In my opinion, a refugee is a migrant. A migrant is someone who was born abroad and who lives in a country of which he is not a national. Then, among the migrants, there are people who seek asylum, who obtain refugee status. Only, we are today in a moment of very strong dichotomy between these two groups.

My book aims in part to analyze the hierarchy that has operated between the refugee, considered legitimate, and the migrant, considered illegitimate.

Karen Akoka, author of “Asylum and Exile”

What difference then is made today between the two categories?

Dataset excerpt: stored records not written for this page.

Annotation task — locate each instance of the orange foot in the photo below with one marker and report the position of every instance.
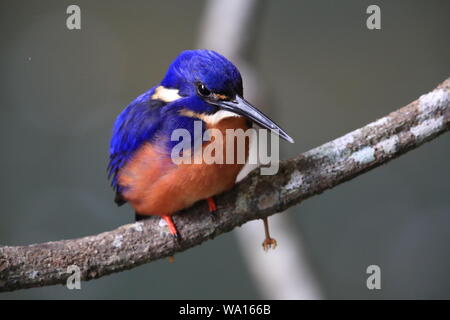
(172, 228)
(269, 243)
(211, 204)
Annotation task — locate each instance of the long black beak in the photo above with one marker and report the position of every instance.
(244, 108)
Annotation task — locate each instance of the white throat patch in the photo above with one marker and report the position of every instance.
(218, 116)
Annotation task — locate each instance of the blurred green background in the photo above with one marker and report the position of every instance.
(328, 74)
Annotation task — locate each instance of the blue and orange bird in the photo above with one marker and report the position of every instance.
(200, 85)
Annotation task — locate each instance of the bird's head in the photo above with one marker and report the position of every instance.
(207, 84)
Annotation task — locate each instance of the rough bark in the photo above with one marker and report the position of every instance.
(255, 197)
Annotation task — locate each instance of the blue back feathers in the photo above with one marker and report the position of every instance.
(145, 118)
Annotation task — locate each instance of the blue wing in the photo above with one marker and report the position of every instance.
(137, 124)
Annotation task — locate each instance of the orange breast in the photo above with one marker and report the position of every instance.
(154, 185)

So for me, a refugee is nothing other than someone who has obtained status. It does not say more about its trajectory. It is the result of a categorization process, and my whole book consists of reversing the gaze and stopping to dissect the motivations, the trajectories of individuals, to see if they are real or false, if they are migrants. or refugees, but take note that most lives are in continuums, that categories do not reflect the complexity of lives.

We must rather look on the side of those who administer the label, reverse the gaze, look at those who designate, rather than those who are designated.

Karen Akoka

You tell us in your book that there is a golden age of the refugee, from the 1950s to the 1970s, the image of the refugee is the most positive. And then there is a slip. We are in that time …

The golden age corresponds to the Trente Glorieuses where the rate of agreement to refugee status was 80%. We had the impression that everything was going well in the best of all possible worlds, that the people who appeared before the institution were “real”, and that the institution was doing its job well. The dominant public discourse today is that most asylum seekers are “fake”, since the rate of granting refugee status is 20%. This is proof that now it is individuals who pass themselves off as refugees but who are not.

I went to study that period, that golden age that permeates our representations today. What we see is that at that time, the majority of people seeking asylum, they obtain refugee status because they come from communist countries, and refugee status in this context cold war, attributing it is a way of leading the ideological confrontation. We do not then ask people if they are individually persecuted, like today. It was okay if they were economically motivated. They almost had to be Hungarians, Romanians or Czechs to obtain the status. And then, later, in the 1980s, Cambodians, Laotians, Vietnamese.

Today, we are no longer in this configuration. The requirements are much more important. Basically, this figure of the Soviet dissident, the true refugee, dominant in the Thirty Glorious Years, she built in hollow, the idea that today, they would all be fakes.